The Soviet Union also expressed its concern to Washington "about the potential dangers of a spreading of the violence" in a new message from President Leonid I. Brezhnev that was answered by President Reagan Saturday night, Haig disclosed. A previous exchange of messages between the two leaders took place last Wednesday night and Thursday, while Israel was inflicting heavy damage on Syria and as the United States began pressuring the Israelis to agree to a cease-fire. Haig said yesterday that the United States shares the Soviet concern about the dangers in Lebanon, though not necessarily the Soviet view of the responsibility for the situation.

Referring to the two nuclear superpowers, Haig added, "Thus far I would say that the situation is cautious on both sides." At another point in the television interview he stated the U.S. view that the Soviets "have no business in intervening or becoming involved in this situation, other than to urge those with whom they exercise influence to exercise restraint."

While urgent concern about the cease-fire continued, there were new indications of bargaining positions in the expected negotiations about Israeli withdrawal.
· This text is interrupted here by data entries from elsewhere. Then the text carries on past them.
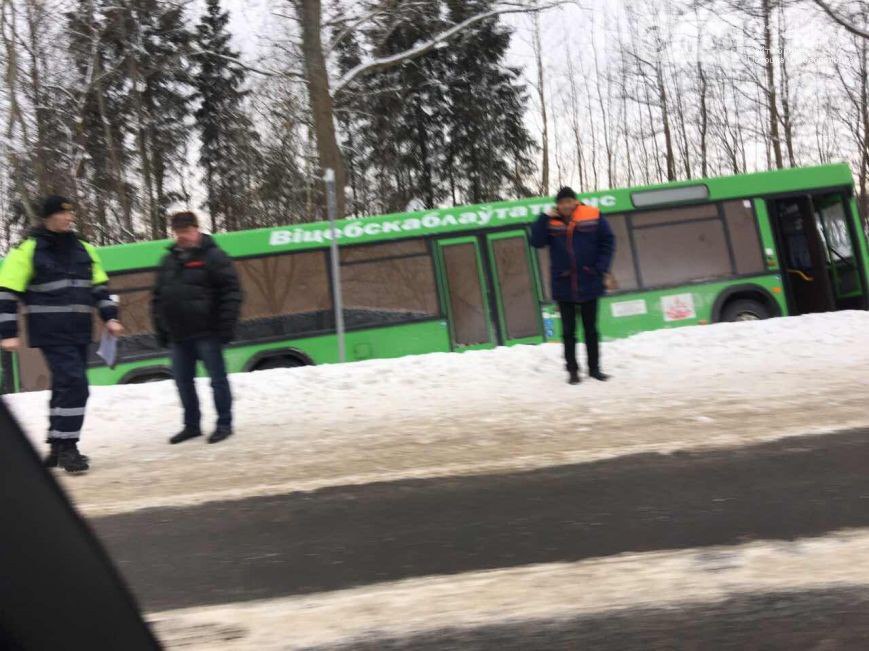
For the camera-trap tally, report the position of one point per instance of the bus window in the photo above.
(468, 310)
(389, 283)
(623, 263)
(284, 295)
(744, 237)
(681, 245)
(545, 275)
(842, 262)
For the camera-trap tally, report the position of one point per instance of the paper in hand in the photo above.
(108, 349)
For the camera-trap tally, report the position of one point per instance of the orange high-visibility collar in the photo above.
(584, 213)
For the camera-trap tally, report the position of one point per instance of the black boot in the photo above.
(185, 435)
(51, 458)
(70, 459)
(54, 451)
(222, 433)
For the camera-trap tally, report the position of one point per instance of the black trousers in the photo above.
(588, 311)
(69, 390)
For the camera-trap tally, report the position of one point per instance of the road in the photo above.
(344, 539)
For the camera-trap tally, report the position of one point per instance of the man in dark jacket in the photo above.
(581, 246)
(61, 281)
(195, 307)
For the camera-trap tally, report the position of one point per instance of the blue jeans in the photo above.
(184, 357)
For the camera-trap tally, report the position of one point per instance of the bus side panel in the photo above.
(863, 245)
(628, 314)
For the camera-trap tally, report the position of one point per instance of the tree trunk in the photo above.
(541, 94)
(771, 96)
(322, 112)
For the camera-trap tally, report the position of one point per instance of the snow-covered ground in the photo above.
(506, 409)
(448, 414)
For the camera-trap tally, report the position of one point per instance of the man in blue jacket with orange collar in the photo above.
(581, 246)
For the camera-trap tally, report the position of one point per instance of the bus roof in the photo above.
(313, 235)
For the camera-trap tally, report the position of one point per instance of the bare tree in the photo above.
(322, 90)
(544, 112)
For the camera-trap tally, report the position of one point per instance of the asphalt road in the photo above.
(342, 537)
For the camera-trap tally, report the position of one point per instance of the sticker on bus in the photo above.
(678, 307)
(629, 308)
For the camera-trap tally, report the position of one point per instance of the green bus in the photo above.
(733, 248)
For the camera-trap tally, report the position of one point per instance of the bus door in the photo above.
(512, 265)
(818, 251)
(802, 254)
(466, 294)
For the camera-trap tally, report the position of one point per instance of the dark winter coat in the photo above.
(60, 279)
(580, 253)
(197, 294)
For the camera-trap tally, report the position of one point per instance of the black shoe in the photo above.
(220, 434)
(185, 435)
(51, 458)
(70, 459)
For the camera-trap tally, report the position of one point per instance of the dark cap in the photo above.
(565, 193)
(183, 220)
(54, 204)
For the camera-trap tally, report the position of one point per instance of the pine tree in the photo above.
(489, 147)
(398, 134)
(161, 77)
(229, 146)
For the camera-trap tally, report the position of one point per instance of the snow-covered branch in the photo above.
(427, 46)
(851, 27)
(260, 71)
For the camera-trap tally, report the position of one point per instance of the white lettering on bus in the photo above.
(607, 200)
(353, 230)
(279, 238)
(431, 220)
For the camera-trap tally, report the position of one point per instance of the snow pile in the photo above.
(448, 413)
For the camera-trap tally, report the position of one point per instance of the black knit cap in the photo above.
(565, 193)
(183, 220)
(54, 204)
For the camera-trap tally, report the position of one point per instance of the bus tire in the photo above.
(144, 378)
(744, 309)
(278, 361)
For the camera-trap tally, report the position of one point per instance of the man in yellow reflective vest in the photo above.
(60, 280)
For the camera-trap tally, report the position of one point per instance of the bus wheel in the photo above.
(745, 309)
(281, 361)
(145, 379)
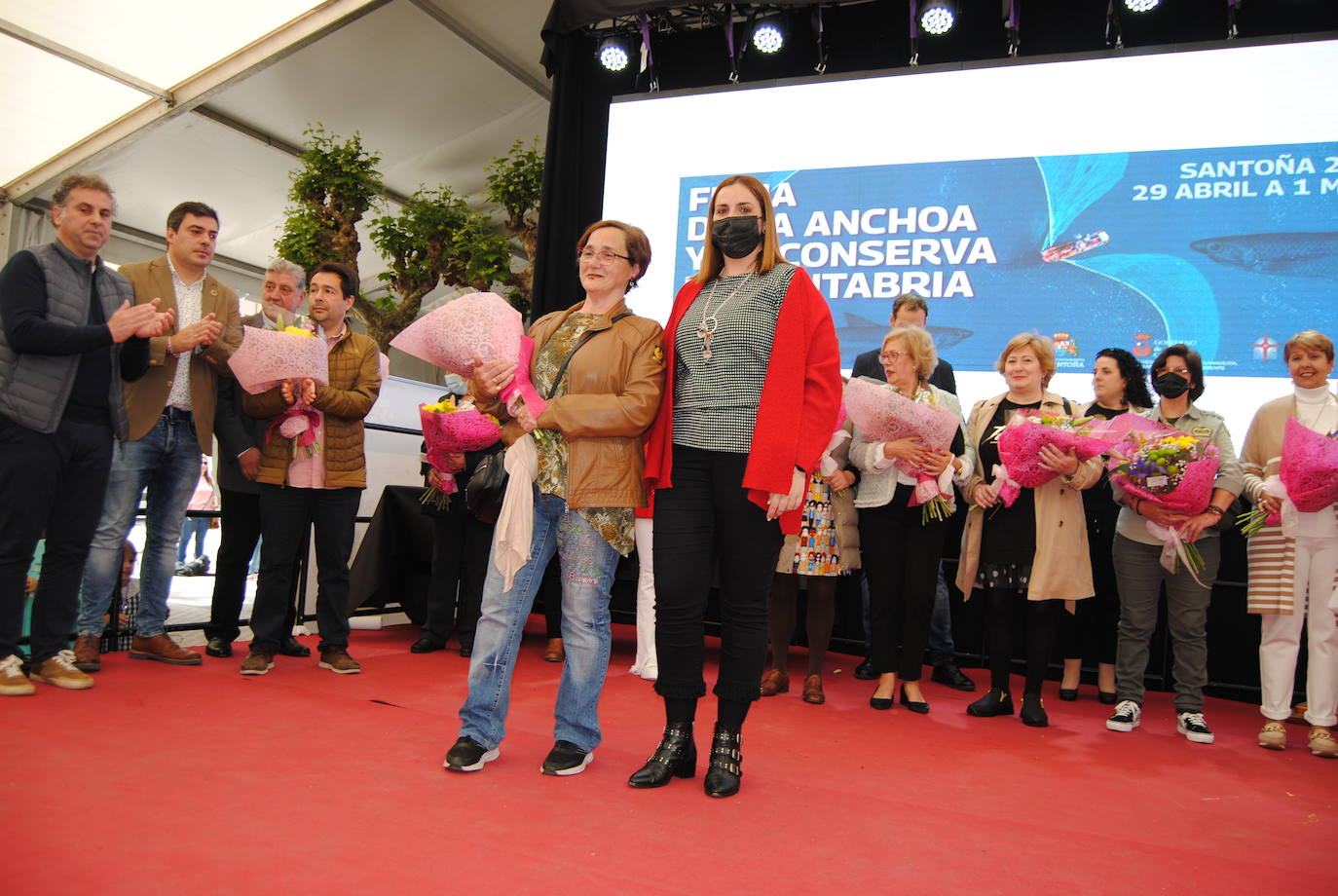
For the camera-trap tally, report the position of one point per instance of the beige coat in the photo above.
(1061, 569)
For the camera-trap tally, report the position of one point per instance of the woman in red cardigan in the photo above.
(755, 376)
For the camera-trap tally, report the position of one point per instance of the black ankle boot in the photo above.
(676, 757)
(725, 764)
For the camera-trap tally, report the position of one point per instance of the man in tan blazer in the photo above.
(171, 423)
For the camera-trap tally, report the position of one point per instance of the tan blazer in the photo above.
(147, 396)
(1061, 567)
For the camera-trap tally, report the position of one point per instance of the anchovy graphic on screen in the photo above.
(861, 330)
(1283, 254)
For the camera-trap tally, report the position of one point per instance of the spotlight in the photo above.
(937, 18)
(613, 54)
(768, 36)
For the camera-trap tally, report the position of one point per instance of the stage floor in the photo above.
(197, 777)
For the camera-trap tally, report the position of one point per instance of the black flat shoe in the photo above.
(725, 764)
(914, 705)
(675, 757)
(1033, 712)
(995, 702)
(290, 646)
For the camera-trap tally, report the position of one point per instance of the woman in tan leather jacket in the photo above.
(601, 369)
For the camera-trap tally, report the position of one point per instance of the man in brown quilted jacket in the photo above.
(321, 482)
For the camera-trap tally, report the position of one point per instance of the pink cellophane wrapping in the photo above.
(268, 357)
(882, 415)
(1195, 487)
(480, 323)
(1309, 467)
(450, 433)
(1022, 441)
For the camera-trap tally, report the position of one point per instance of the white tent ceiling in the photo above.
(218, 97)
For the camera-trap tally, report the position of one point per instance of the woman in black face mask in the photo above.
(1177, 377)
(755, 383)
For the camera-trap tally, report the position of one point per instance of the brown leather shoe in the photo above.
(814, 691)
(775, 682)
(86, 653)
(165, 651)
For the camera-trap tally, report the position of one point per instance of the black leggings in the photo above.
(705, 518)
(822, 612)
(1038, 624)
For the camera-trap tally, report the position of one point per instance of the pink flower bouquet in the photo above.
(880, 413)
(268, 357)
(1309, 467)
(448, 429)
(1023, 436)
(483, 325)
(1175, 471)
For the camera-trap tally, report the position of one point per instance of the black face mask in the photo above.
(1171, 386)
(736, 236)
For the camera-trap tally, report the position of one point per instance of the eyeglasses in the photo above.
(605, 257)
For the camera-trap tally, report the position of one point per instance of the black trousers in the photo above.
(900, 558)
(285, 513)
(240, 523)
(461, 545)
(50, 483)
(707, 518)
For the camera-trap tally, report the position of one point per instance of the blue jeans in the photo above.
(167, 463)
(587, 567)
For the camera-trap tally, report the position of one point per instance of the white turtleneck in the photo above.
(1317, 409)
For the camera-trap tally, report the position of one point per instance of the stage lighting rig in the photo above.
(938, 17)
(613, 54)
(769, 35)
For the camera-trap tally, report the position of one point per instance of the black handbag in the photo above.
(487, 486)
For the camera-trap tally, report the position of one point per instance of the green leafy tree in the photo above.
(332, 190)
(515, 183)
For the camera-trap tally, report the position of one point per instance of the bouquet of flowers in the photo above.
(1173, 471)
(880, 413)
(451, 427)
(483, 325)
(1022, 440)
(268, 358)
(1306, 482)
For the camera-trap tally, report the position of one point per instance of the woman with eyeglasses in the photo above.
(1033, 554)
(755, 391)
(1119, 386)
(905, 545)
(601, 369)
(1177, 377)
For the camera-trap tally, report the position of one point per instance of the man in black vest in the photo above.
(242, 437)
(912, 311)
(70, 333)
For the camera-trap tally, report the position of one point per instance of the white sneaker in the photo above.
(1194, 728)
(1126, 719)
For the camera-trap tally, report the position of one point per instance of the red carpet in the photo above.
(162, 778)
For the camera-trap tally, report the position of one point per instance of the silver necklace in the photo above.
(709, 319)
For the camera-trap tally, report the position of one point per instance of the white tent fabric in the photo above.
(174, 102)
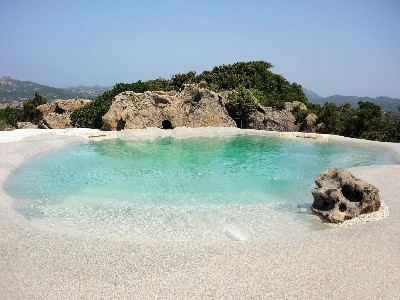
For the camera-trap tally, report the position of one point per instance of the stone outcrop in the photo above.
(340, 196)
(310, 124)
(269, 118)
(26, 125)
(194, 106)
(57, 114)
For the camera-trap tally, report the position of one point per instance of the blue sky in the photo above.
(331, 47)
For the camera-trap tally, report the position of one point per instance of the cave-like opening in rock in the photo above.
(166, 124)
(121, 124)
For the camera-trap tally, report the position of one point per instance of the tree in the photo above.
(241, 105)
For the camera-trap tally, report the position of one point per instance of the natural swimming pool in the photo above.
(242, 187)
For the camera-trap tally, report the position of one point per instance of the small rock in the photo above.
(340, 196)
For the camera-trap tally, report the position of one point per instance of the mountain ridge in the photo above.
(15, 90)
(386, 103)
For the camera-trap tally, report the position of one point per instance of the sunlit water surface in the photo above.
(206, 189)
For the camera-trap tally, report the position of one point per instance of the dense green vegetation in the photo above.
(367, 121)
(252, 84)
(29, 113)
(270, 89)
(9, 117)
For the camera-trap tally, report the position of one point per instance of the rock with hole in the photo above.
(340, 196)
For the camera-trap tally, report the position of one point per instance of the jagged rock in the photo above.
(57, 114)
(309, 124)
(269, 118)
(340, 196)
(26, 125)
(191, 107)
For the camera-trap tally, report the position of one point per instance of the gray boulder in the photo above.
(194, 106)
(340, 196)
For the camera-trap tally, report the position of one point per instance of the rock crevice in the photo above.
(340, 196)
(191, 107)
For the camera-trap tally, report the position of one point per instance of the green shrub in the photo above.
(30, 111)
(90, 116)
(241, 105)
(11, 115)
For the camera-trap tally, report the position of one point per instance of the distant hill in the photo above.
(386, 103)
(14, 90)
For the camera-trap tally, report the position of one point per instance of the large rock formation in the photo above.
(310, 124)
(269, 118)
(192, 107)
(340, 196)
(57, 114)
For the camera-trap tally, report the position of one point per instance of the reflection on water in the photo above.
(242, 187)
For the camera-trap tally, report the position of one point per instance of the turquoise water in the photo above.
(177, 183)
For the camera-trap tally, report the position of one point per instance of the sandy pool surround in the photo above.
(360, 262)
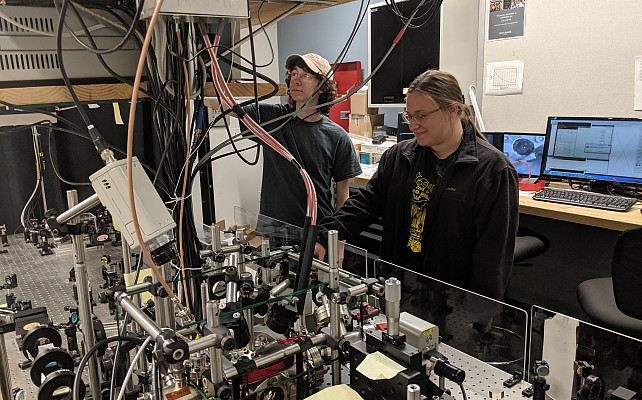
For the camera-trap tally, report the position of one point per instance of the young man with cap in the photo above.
(322, 147)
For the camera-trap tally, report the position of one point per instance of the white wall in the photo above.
(578, 61)
(236, 183)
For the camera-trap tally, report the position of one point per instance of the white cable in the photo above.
(26, 28)
(130, 371)
(38, 178)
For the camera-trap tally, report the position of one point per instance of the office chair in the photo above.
(616, 302)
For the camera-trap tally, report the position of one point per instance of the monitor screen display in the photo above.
(524, 150)
(594, 149)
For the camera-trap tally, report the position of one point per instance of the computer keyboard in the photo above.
(585, 199)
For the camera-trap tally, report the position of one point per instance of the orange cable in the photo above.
(130, 150)
(186, 168)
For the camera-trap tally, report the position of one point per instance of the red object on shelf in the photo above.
(348, 75)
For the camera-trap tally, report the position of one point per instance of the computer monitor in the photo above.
(596, 150)
(521, 148)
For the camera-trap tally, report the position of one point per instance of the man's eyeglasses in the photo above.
(418, 117)
(305, 75)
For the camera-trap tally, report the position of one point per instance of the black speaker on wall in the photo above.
(417, 51)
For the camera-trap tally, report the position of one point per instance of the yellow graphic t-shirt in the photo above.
(421, 193)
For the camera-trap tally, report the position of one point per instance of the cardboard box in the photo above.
(359, 104)
(363, 124)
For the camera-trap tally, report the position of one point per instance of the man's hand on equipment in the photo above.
(319, 251)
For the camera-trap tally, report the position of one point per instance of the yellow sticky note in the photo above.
(377, 366)
(129, 280)
(343, 392)
(117, 117)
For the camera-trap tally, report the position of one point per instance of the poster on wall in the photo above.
(506, 19)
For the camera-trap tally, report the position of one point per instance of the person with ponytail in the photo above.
(448, 199)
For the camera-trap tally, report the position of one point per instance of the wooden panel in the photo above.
(269, 11)
(106, 92)
(615, 220)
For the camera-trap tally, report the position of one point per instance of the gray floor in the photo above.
(45, 281)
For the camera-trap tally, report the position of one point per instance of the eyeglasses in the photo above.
(304, 76)
(418, 117)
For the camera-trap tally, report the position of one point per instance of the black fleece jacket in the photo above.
(471, 221)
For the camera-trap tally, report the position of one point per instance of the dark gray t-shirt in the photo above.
(322, 148)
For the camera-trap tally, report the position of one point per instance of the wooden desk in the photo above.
(614, 220)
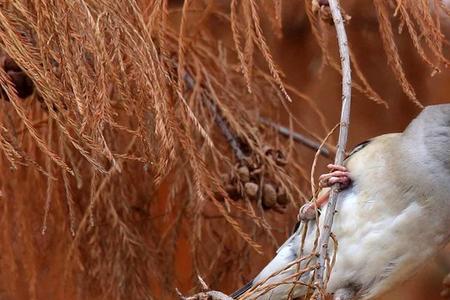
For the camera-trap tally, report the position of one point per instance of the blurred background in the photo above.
(122, 220)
Reports from Jerusalem said Israel's conditions, as outlined yesterday to special U.S. envoy Philip C. Habib, include the ouster from Lebanon of all Syrian and Palestine Liberation Organization forces, and establishment of an international peacekeeping force, possibly including U.S. troops, to take over from Israeli troops in southern Lebanon.

At times in the past, the United States has approved the role in Lebanon of Syrian troops, which put an end to the bloody Lebanese civil war in 1976 and remained as an Arab League peacekeeping force.

Haig's position yesterday calling for withdrawal of all foreign forces clearly applied to Syria's troops and apparently applied to the PLO fighters as well. It was unclear, though, where the United States expects the Palestinian fighters to go.

A State Department official said Haig had decided some time ago that Syria should leave Lebanon, but that the timetable for such a pullout was accelerated in Haig's mind by the current situation.

Haig gave no details of how withdrawal of all foreign forces could be arranged but he hinted at a comprehensive set of negotiations on Lebanon.

"We've got to work with all of the nations in the region, and some of those in Western Europe who are concerned, to seek to provide a long-term solution in which the sovereignty of Lebanon will again be established," he said.

The secretary of state was noncommittal about the possible participation of the U.S. military in a future Lebanese peacekeeping force, saying this is "still a hypothetical question" and had not yet been given serious U.S. consideration.

Sen. Charles H. Percy (R-Ill.), chairman of the Foreign Relations Committee, reacted unenthusiastically to such U.S. military partipation, saying "I wouldn't think that would be the best alternative" in dealing with future. Instead, he said the United States should be prepared to help the Lebanese government strengthen its army and its control, and provide "the hope" for another home for the Palestinians, in his view on the West Bank.

Percy, speaking on "Face the Nation" (CBS, WDVM), was more critical of Israeli actions than Haig, and inclined to believe that Israel will pay a price for its invasion in terms of congressional support.

Percy said, for example, that he has notified Haig that the timing would be bad now for submission to Congress of the recently announced plan to sell more F16 warplanes to Israel. He also said the invasion of Lebanon could affect the legislative climate for the drive to grant Israel an extra $425 million in aid, an amount beyond the Reagan budget.

The Illinois senator said he had telephoned Haig yesterday morning in reaction to press reports that Israel is preparing to send civilian and military administrators to southern Lebanon, suggesting that its stay will be a lengthy one.

Such action would be "totally contrary" to U.S. policy and U.N. resolutions and "a disaster" for the peace process, Percy said. "We feel it is in the best interest in all parties, including Israel, for them not to appear in any way to be staying there and occupying that land as they have the West Bank, the Gaza Strip and the Golan Heights," he declared.